Will hanya mendengus geli. "Berterima kasilah aku menyuruhmu berpakaian seperti itu." Isabelle membalas dengan anggukan cepat, padahal beberapa menit yang lalu ia masih meratapi betapa bajunya sangat tidak romantis. Tidak seperti di film-film fantasi, terbang di langit malam dengan baju berkibar anggun—tipe manusia yang keracunan film fantasi, membuat Will memutar bola mata.
"Thanks, Will. Ini lebih baik daripada ide Bungee Jumping." Isabelle kembali menatapnya dengan cengiran lebar.
"Syukurlah."
"Tapi tak ada salahnya mencoba sekarang juga—"
"Isabelle." Will memperingatkan.
Gadis itu tertawa, terlihat begitu bahagia, mengalirkan perasaan hangat pada Will.
"Sebenarnya, aku baru teringat kembali, sejak kecil aku ingin mendaki ke puncak gunung. Untuk melihat langit penuh bintang seperti di foto-foto." Isabelle menjeda, tersenyum lembut. "Tak pernah kusangka impian masa kecilku terwujud seperti ini."
"Karena kau tak sanggup bermimpi memiliki pacar sepertiku." Will tersenyum miring, mengira gadis itu akan memutar bola mata. Namun, Isabelle tersenyum setuju.
Jemari rampingnya mengusap lembut wajah Wil, mengirimkan denyar aneh yang meresap ke perasaan Will. "Sebenarnya, kau adalah mimpiku yang menjadi kenyataan." Dibawah bulu mata lentik itu, sorot mata Isabelle begitu jernih, begitu gamblang menunjukkan perasaannya. Membuat Will tiba-tiba merasa tidak pantas.
"Kalau begitu kau sering bermimpi buruk, karena memimpikan Demons sepertiku." Kata-kata itu meluncur begitu saja dengan senyum pahit. Isabelle selalu berhasil membuat Will tanpa pertahanan, semua celahnya terpampang jelas.
"Tidak, Will." Isabelle merengkuh wajahnya cemas. "Kau telah melakukan lebih banyak kebaikan daripada yang kau ingat." Will tidak mengerti bagaimana Isabelle bisa menyimpulkan seperti itu. Namun, Will ingin memastikan sesuatu.
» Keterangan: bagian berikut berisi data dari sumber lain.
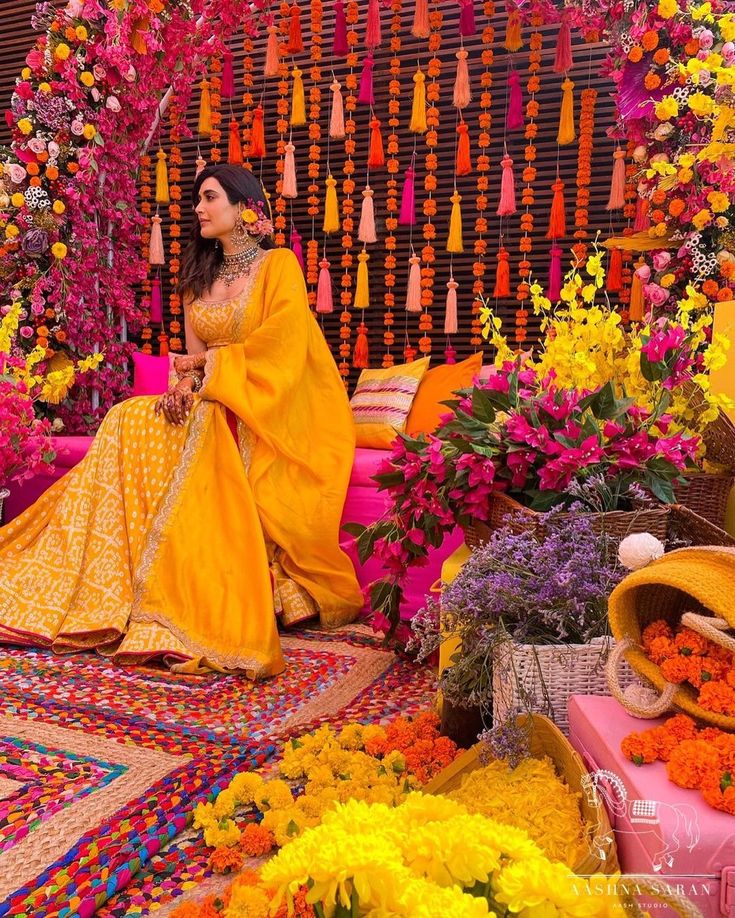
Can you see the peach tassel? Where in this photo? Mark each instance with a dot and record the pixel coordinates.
(366, 232)
(289, 172)
(413, 292)
(617, 183)
(462, 92)
(156, 255)
(450, 312)
(337, 120)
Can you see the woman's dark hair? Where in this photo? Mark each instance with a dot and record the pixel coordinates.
(202, 257)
"Isabelle, apa kau pernah merasa menyesal bertemu denganku?"
Gadis itu tidak langsung menjawab. Ia tampak berpikir. "Well, sejak bertemu denganmu duniaku menjadi penuh dengan monster, makhluk-makhluk supernatural kuat mengincarku, dan mimpiku─" Isabelle berdeham seolah hampir keceplosan, lalu melanjutkan dengan yakin, "Namun, aku lebih menyesal jika tak pernah bertemu denganmu."
Will tak bisa menahan sudut bibirnya terangkat. "Kalau begitu mulai saat ini kau tak akan bisa mengusirku menjauh. Apapun yang terjadi aku tak akan melepaskanmu." Isabelle tertawa dan menjawab dengan hal serupa.
Will harus mengingatkan diri ia masih membopong Isabelle di ketinggian setara puncak salah satu gunung, agar tidak meluruh kedalam binar hidup di mata gadis itu.
Semua hal di dunia akan terasa berbeda tergantung apa yang kita pikirkan dan rasakan. Will menyadari hal itu sekarang. Semua akan terasa begitu buruk jika kita terpuruk dalam kebencian. Namun, ketika kita menerima cinta memenuhi setiap sudut relung hati kita, dunia yang cerah akan mulai merebak. Itulah yang dilakukan Isabelle pada dirinya.
Isabelle bersandar di bahunya sambil memandang ke angkasa. Rautnya tampak begitu damai, seolah ia menemukan surga. Namun taburan bintang itu tak membuat Will terpesona, karena ia lebih tertarik mengamati pantulan bintang di mata Isabelle. Detik itulah Will menyadari semuanya.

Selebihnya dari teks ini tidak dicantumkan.